Lyon 1ère

Plan social chez Renault Trucks: les salariés défilent à Lyon, Macron met la pression

Mardi 16 Juin 2015

Un millier de salariés de Renault Trucks (groupe Volvo) ont défilé mardi jusqu'à la préfecture de Lyon pour dénoncer un plan de 512 suppressions de postes, se faisant entendre du ministre de l'Economie Emmanuel Macron qui a demandé aux dirigeants du constructeur d'"améliorer" leur copie.
 
"Volvo voyou", "Actionnaires toxiques", "Cevian voleurs": de nombreuse banderoles fustigeaient des "licenciements boursiers" mais aussi la maison mère suédoise du groupe et un de ses actionnaires, un fonds activiste, à l'appel de l'intersyndicale (CFE-CGC, CFDT, CGT, SUD, FO et CFTC).
 
Les manifestants ont aussi demandé au Premier ministre Manuel Valls, qui avait jugé le mois dernier que ce plan ne pouvait être accepté en l'état, de passer "des paroles aux actes".
 
Pendant que les salariés --essentiellement des cadres-- défilaient, le ministre de l'Economie Emmanuel Macron recevait le PDG du groupe à Bercy, en présence du sénateur-maire (PS) de Lyon Gérard Collomb.
 
Le ministre a indiqué, à l'issue de l'entretien, qu'il avait demandé aux dirigeants de Volvo et de Renault Trucks d'"améliorer" leur copie sur le plan des 512 suppressions d'emploi annoncé chez le constructeur de poids lourds.
 
"Nous sommes au côté des salariés et la copie qui a été présentée sera améliorée", a affirmé M. Macron.
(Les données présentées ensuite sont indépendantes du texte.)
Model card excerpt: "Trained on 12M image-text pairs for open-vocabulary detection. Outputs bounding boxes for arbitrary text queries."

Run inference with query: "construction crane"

Le ministre a affirmé avoir réclamé "de revoir les annonces qui ont été faites pour ne pas procéder à des licenciements secs".
 
"Il n'est pas acceptable qu'une telle annonce nous ait été notifiée de la sorte, après 500 suppressions d'emplois qui ont été décidées en 2014", a aussi asséné le locataire de Bercy.
 
En mars 2014, le groupe avait déjà annoncé 508 suppressions d'emplois en France, dont 319 dans son fief historique de l'agglomération lyonnaise, sans licenciement sec au final.
 
A Lyon, une délégation de 10 élus du personnel a été reçue par le préfet Michel Delpuech.
 
Estimant que son inquiétude "a été entendue", la CFE-CGC, premier syndicat de l'entreprisse, a dit espérer "que la direction tiendra compte de cette mobilisation", alors qu'une nouvelle réunion de négociation est prévue mercredi.
 
"Les services de l'Etat seront plus fermes cette année (que lors du plan social de l'an dernier, ndlr) sur les mesures d'accompagnement des postes supprimés", a aussi relevé Eric Freyburger, secrétaire secrétaire CFE-CGC du CCE Renault Trucks, après la rencontre préfectorale.
 
Selon Olivier Repessé, délégué FO Renault Trucks "les représentants de l'Etat sont à l'écoute et partagent les inquiétudes des représentants du personnel. Ils sont inquiets et ont commencé à travailler avec le cabinet d'Emmanuel Macron", ce qui promet des "discussions fermes entre l'Etat et Volvo", a-t-il pronostiqué.
 
Les syndicats espèrent que le directeur régional des entreprises, de la concurrence, de la consommation, du travail et de l'emploi (Direccte) pèsera sur les négociations.
 
"C'est lui qui va homologuer le plan social. Il pourrait le rejeter et demander à Volvo de revoir sa copie", ou tout au moins "réduire le volume" des suppressions d'emplois, avait affirmé plus tôt dans le cortège Olivier Repessé.
 
Parmi les pistes proposées pour sauver des emplois, figure "une prise de participation de l'Etat dans le capital de 150 millions d'euros, pour financer la gamme de camions de moyen tonnage, ce qui est à la mesure des finances de l'Etat français", a avancé M. Freyburger. Mais "il n'y a pas eu de réponse sur ce point", a-t-il indiqué après la réunion à Lyon.